Fentanyl | Glutethimide & Methaqualone | Hashish | Hashish Oil
First synthesized in Belgium in the late 1950s, fentanyl, with an analgesic potency of about 80 times that of morphine, was introduced into medical practice in the
1960s as an intravenous anesthetic under the trade name of Sublimaze®. Thereafter; two other fentanyl analogues were introduced; alfentanil (Alfenta®), an
ultra-short (5-10 minutes) acting analgesic, and sufentanil (Sufenta®), an exceptionally potent analgesic (5 to 10 times more potent than fentanyl) for use in
heart surgery. Today, fentanyls are extensively used for anesthesia and analgesia. Duragesic®, for example, is a fentanyl transdermal patch used in chronic pain
management, and Actiq® is a solid formulation of fentanyl citrate on a stick that dissolves slowly in the mouth for transmucosal absorption. Actiq® is
intended for opiate-tolerant individuals and is effective in treating breakthrough pain in cancer patients. Carfentanil (Wildnil®) is an analogue of fentanyl
with an analgesic potency 10,000 times that of morphine and is used in veterinary practice to immobilize certain large animals.

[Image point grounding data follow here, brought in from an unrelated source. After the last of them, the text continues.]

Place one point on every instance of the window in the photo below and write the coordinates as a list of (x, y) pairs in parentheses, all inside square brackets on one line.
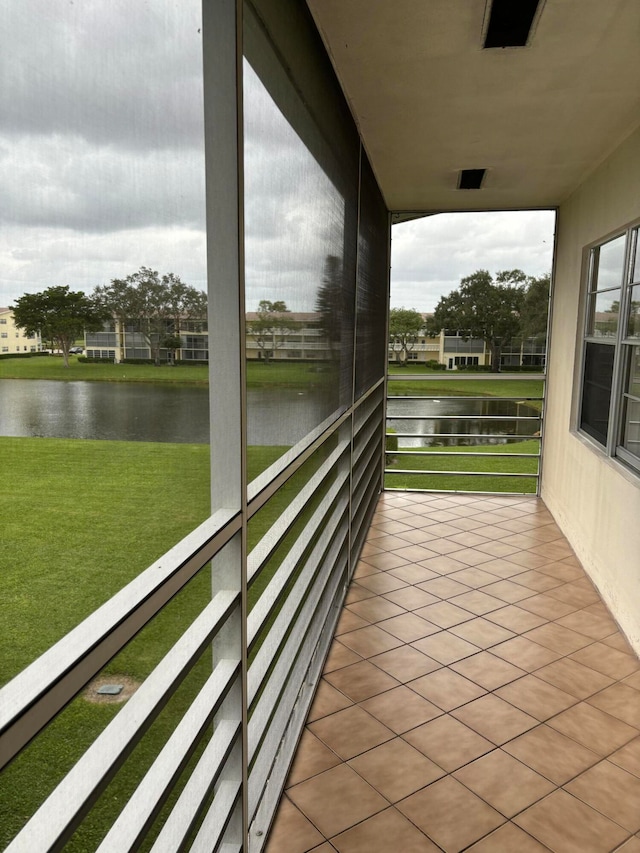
[(610, 403)]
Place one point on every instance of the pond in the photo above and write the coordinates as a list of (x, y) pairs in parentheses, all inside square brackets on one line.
[(121, 411), (446, 419)]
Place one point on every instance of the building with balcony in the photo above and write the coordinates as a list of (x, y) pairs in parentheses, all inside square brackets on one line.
[(13, 339), (348, 117)]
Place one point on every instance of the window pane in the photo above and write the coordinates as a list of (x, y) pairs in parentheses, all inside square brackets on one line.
[(605, 310), (596, 392), (631, 424), (633, 326), (636, 266), (610, 263), (300, 248)]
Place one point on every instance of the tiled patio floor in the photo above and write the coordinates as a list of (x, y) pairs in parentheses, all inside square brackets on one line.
[(477, 695)]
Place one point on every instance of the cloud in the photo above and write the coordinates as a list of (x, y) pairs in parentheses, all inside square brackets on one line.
[(429, 256)]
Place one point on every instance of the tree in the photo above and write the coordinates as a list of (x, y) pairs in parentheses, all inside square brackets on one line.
[(60, 315), (153, 305), (405, 326), (482, 308), (271, 327), (535, 308)]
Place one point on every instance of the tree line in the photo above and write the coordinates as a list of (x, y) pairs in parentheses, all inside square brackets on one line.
[(153, 305), (513, 305)]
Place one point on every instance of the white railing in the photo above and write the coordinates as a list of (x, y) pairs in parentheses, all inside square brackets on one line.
[(215, 782)]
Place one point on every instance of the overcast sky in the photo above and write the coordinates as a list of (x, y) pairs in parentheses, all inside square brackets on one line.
[(429, 256), (102, 169)]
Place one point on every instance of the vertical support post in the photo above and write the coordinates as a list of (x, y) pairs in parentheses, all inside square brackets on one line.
[(222, 56)]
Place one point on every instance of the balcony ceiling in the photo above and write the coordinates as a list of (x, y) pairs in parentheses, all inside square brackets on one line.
[(429, 100)]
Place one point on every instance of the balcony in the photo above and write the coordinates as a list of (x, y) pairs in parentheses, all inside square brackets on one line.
[(477, 695)]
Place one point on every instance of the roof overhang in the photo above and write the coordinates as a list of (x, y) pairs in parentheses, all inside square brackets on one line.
[(430, 100)]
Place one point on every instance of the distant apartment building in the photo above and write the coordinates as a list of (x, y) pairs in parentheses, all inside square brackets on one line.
[(117, 341), (13, 339)]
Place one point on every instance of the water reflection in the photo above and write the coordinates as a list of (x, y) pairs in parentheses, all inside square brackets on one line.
[(445, 419)]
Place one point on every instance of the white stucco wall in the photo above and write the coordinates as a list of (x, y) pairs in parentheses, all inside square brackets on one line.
[(594, 499)]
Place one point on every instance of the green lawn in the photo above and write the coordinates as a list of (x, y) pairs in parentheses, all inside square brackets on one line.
[(259, 375), (81, 519), (453, 468)]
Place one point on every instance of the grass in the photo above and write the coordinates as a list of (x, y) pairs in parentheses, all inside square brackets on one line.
[(290, 375), (82, 518), (453, 477)]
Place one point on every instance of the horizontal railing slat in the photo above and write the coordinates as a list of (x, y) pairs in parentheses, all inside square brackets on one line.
[(61, 813), (31, 700), (151, 794)]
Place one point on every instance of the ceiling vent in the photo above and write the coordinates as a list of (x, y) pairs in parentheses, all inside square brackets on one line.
[(470, 179), (510, 22)]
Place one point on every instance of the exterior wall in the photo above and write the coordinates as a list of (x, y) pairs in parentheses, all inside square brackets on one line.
[(13, 339), (596, 500)]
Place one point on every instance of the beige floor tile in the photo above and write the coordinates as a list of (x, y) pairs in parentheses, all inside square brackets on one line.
[(443, 565), (375, 609), (509, 838), (413, 553), (292, 831), (436, 810), (606, 660), (446, 689), (336, 800), (340, 656), (545, 605), (538, 581), (527, 559), (628, 757), (487, 670), (477, 602), (383, 581), (348, 621), (412, 574), (401, 709), (473, 557), (312, 757), (556, 637), (357, 593), (551, 754), (525, 653), (369, 641), (386, 831), (508, 591), (327, 701), (567, 825), (515, 619), (494, 719), (443, 587), (487, 777), (350, 732), (621, 701), (612, 791), (481, 633), (448, 742), (395, 769), (405, 663), (590, 624), (360, 681), (409, 627), (501, 568), (445, 647), (571, 676), (536, 697), (594, 729), (444, 614), (410, 598)]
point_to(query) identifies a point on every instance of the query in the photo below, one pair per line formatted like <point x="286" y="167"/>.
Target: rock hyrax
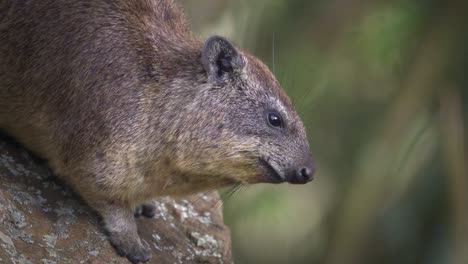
<point x="126" y="104"/>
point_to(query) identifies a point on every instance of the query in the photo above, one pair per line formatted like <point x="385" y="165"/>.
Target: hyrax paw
<point x="135" y="253"/>
<point x="147" y="210"/>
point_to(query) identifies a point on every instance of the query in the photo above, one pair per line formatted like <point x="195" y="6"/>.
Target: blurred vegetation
<point x="382" y="89"/>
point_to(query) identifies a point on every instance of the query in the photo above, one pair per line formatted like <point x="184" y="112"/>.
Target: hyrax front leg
<point x="147" y="210"/>
<point x="120" y="224"/>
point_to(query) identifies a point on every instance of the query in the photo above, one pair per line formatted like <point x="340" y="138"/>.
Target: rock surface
<point x="43" y="222"/>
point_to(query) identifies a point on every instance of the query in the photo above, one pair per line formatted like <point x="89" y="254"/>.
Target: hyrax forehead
<point x="262" y="85"/>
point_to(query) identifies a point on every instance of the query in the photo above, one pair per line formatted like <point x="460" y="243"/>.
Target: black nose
<point x="302" y="175"/>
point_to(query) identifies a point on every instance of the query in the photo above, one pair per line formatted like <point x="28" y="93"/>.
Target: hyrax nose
<point x="302" y="175"/>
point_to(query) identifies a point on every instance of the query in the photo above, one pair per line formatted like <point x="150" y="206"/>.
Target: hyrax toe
<point x="135" y="253"/>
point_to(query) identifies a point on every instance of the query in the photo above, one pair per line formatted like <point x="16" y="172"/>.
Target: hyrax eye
<point x="274" y="120"/>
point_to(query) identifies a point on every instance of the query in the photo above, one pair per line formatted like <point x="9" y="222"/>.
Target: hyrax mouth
<point x="271" y="175"/>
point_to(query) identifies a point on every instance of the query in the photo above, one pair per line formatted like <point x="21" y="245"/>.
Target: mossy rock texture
<point x="42" y="221"/>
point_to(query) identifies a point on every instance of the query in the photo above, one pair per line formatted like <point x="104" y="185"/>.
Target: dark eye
<point x="275" y="120"/>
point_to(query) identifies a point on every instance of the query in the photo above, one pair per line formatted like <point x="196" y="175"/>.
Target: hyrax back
<point x="127" y="105"/>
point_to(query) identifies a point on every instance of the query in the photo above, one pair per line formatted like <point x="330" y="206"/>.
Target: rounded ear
<point x="221" y="60"/>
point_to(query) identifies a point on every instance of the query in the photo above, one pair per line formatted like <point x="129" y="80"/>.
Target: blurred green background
<point x="381" y="87"/>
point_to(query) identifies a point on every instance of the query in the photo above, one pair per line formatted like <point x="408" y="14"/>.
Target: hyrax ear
<point x="221" y="60"/>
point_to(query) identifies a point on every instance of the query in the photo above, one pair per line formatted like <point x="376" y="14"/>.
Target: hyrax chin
<point x="127" y="105"/>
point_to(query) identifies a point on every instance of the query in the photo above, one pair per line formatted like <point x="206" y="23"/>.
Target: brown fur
<point x="115" y="96"/>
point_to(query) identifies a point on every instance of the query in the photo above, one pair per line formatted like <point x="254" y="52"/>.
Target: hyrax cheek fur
<point x="127" y="105"/>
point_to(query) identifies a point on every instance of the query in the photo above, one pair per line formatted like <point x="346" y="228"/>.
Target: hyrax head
<point x="243" y="127"/>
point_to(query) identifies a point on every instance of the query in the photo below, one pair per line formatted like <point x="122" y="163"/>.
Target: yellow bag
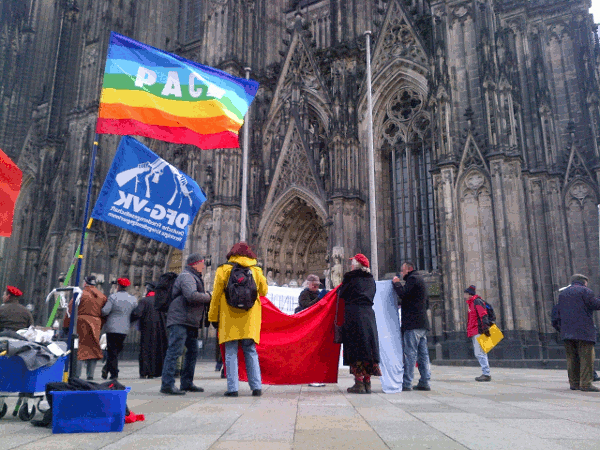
<point x="489" y="342"/>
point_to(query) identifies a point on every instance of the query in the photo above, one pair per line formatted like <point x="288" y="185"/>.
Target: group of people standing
<point x="164" y="336"/>
<point x="360" y="339"/>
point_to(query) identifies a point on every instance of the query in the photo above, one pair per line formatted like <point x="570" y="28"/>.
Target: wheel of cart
<point x="27" y="385"/>
<point x="3" y="408"/>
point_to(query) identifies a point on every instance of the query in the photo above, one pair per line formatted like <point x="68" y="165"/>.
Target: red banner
<point x="297" y="349"/>
<point x="10" y="185"/>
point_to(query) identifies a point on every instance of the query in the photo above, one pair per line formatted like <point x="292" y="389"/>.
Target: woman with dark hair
<point x="237" y="326"/>
<point x="360" y="339"/>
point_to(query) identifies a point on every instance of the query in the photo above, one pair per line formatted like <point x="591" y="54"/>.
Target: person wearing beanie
<point x="359" y="332"/>
<point x="153" y="334"/>
<point x="413" y="300"/>
<point x="310" y="295"/>
<point x="89" y="325"/>
<point x="478" y="323"/>
<point x="573" y="318"/>
<point x="117" y="311"/>
<point x="239" y="327"/>
<point x="13" y="315"/>
<point x="184" y="317"/>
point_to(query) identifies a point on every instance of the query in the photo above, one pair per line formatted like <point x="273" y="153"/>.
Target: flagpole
<point x="372" y="203"/>
<point x="72" y="336"/>
<point x="245" y="151"/>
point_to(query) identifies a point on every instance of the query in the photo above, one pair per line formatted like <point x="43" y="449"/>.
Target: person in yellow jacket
<point x="238" y="326"/>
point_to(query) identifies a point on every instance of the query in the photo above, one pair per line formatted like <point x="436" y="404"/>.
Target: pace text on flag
<point x="149" y="92"/>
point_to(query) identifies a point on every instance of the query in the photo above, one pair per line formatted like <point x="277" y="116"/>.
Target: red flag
<point x="10" y="185"/>
<point x="297" y="349"/>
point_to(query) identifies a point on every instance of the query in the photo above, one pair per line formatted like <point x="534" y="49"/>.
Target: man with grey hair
<point x="310" y="295"/>
<point x="185" y="316"/>
<point x="572" y="317"/>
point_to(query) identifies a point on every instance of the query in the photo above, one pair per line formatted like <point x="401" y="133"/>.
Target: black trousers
<point x="114" y="346"/>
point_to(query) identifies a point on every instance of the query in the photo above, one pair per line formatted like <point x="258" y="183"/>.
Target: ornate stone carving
<point x="295" y="169"/>
<point x="580" y="192"/>
<point x="397" y="40"/>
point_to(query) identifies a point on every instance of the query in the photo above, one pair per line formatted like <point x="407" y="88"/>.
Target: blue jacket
<point x="572" y="316"/>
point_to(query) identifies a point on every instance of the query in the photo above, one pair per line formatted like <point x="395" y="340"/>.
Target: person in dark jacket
<point x="360" y="339"/>
<point x="117" y="311"/>
<point x="153" y="334"/>
<point x="573" y="318"/>
<point x="13" y="315"/>
<point x="185" y="316"/>
<point x="478" y="323"/>
<point x="414" y="303"/>
<point x="310" y="295"/>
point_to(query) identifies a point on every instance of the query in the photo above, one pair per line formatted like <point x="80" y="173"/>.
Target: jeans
<point x="481" y="356"/>
<point x="180" y="336"/>
<point x="580" y="362"/>
<point x="114" y="345"/>
<point x="90" y="368"/>
<point x="416" y="351"/>
<point x="252" y="366"/>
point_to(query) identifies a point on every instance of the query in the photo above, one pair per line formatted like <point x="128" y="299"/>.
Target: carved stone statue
<point x="270" y="279"/>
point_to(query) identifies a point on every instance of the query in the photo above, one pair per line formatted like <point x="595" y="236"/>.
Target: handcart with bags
<point x="16" y="380"/>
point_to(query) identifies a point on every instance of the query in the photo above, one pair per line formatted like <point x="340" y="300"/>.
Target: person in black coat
<point x="360" y="339"/>
<point x="153" y="334"/>
<point x="414" y="302"/>
<point x="573" y="318"/>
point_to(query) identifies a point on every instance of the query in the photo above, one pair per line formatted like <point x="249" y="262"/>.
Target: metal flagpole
<point x="244" y="208"/>
<point x="72" y="338"/>
<point x="372" y="203"/>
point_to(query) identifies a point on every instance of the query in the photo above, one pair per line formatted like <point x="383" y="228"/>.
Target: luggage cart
<point x="27" y="385"/>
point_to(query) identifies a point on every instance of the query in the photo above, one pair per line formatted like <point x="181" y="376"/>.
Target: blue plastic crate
<point x="14" y="376"/>
<point x="88" y="411"/>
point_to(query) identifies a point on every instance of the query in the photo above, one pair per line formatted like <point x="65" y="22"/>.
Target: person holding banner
<point x="360" y="339"/>
<point x="239" y="327"/>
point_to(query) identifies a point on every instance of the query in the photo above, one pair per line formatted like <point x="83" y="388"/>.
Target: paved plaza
<point x="520" y="409"/>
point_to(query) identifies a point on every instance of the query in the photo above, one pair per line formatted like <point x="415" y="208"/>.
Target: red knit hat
<point x="124" y="282"/>
<point x="362" y="259"/>
<point x="241" y="249"/>
<point x="14" y="291"/>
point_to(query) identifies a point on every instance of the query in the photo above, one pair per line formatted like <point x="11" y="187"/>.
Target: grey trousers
<point x="580" y="362"/>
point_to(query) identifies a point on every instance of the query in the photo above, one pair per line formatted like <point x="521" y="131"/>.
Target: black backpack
<point x="164" y="291"/>
<point x="241" y="290"/>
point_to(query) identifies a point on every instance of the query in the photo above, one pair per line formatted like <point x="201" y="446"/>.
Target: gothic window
<point x="407" y="135"/>
<point x="190" y="20"/>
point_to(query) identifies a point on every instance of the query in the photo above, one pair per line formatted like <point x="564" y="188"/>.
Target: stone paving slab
<point x="520" y="409"/>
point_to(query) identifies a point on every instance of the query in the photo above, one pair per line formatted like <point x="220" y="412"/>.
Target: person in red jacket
<point x="477" y="324"/>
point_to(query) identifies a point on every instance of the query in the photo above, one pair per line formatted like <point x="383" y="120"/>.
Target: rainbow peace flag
<point x="152" y="93"/>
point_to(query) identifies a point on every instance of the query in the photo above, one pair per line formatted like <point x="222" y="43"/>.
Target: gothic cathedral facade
<point x="486" y="117"/>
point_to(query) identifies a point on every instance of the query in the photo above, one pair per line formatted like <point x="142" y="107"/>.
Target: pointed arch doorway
<point x="295" y="242"/>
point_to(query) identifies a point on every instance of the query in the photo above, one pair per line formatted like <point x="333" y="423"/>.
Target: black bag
<point x="75" y="384"/>
<point x="164" y="291"/>
<point x="241" y="291"/>
<point x="490" y="311"/>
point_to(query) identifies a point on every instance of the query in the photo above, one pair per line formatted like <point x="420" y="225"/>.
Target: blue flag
<point x="145" y="194"/>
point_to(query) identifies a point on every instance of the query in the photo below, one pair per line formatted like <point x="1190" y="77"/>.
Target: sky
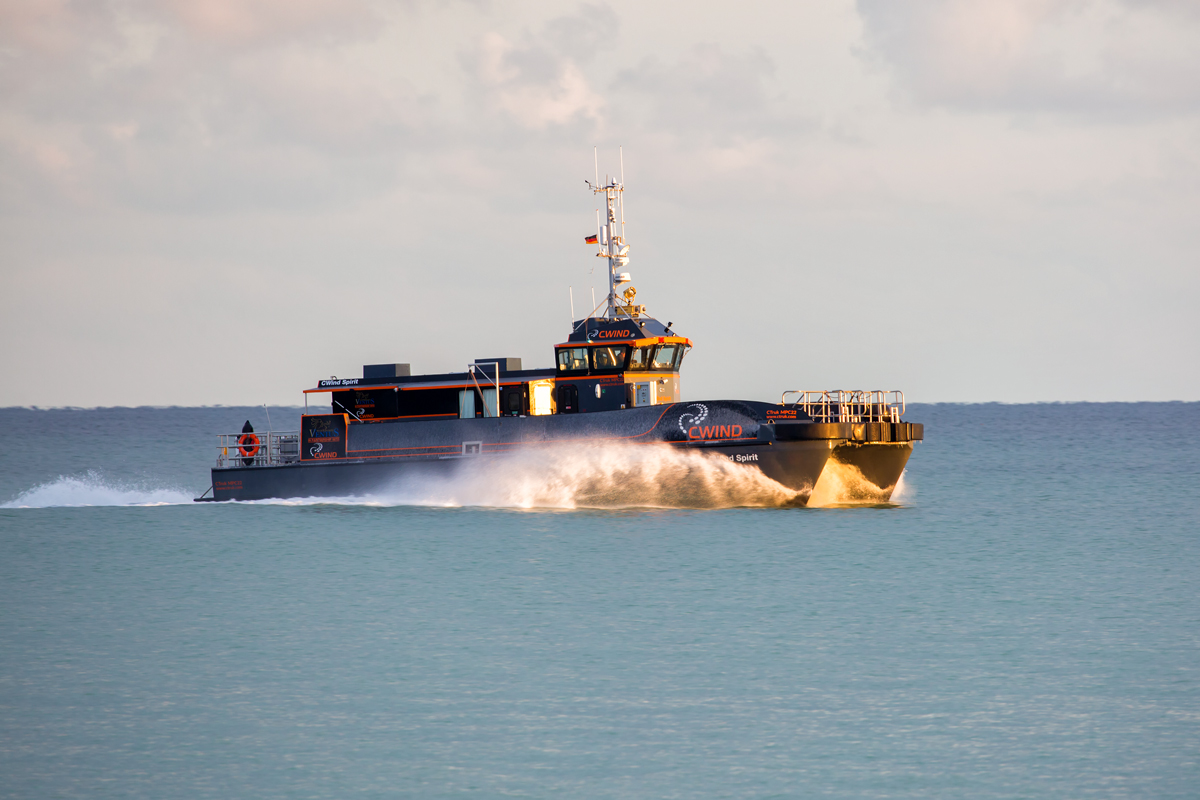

Illicit use of pharmaceutical fentanyls first appeared in the mid-1970s in the medical community and continues to be a problem in the United States. To date,
over 12 different analogues of fentanyl have been produced clandestinely and identified in the U.S. drug traffic. The biological effects of the fentanyls are
indistinguishable from those of heroin, with the exception that the fentanyls may be hundreds of times more potent. Fentanyls are most commonly used by intravenous
administration, but like heroin, they may also be smoked or snorted.
Glutethimide & Methaqualone
Glutethimide (Doriden®) was introduced in 1954 and methaqualone (“Quaalude” Sopor®) in 1965 as safe barbiturate substitutes. Experience
demonstrated, however; that their addiction liability and the severity of withdrawal symptoms were similar to those of barbiturates. By 1972, “luding out,”
taking methaqualone with wine, was a popular college pastime. Excessive use leads to tolerance, dependence, and withdrawal symptoms similar to those of barbiturates.
In the United States, the marketing of methaqualone pharmaceutical products stopped in 1984, and methaqualone was transferred to Schedule I of the CSA. In 1991,
glutethimide was transferred into Schedule II in response to an upsurge in the prevalence of diversion, abuse, and overdose deaths. Today, there is little medical use
of glutethimide in the United States.
Hashish consists of the THC-rich resinous material of the cannabis plant, which is collected, dried, and then compressed into a variety of forms, such as balls, cakes,
or cookie-like sheets. Pieces are then broken off, placed in pipes, and smoked. The Middle East, North Africa, Pakistan, and Afghanistan are the main sources of hashish.
The THC content of hashish that reached the United States, where demand is limited, averaged about 5 percent in the 1990s.
The term hash oil is used by illicit drug users and dealers, but is a misnomer in suggesting any resemblance to hashish. Hash oil is produced by extracting the
cannabinoids from plant material with a solvent. The color and odor of the resulting extract will vary, depending on the type of solvent used. Current samples of
hash oil, a viscous liquid ranging from amber to dark brown in color, average about 15 percent THC. In terms of its psychoactive effect, a drop or two of this liquid
on a cigarette is equal to a single “joint” of marijuana.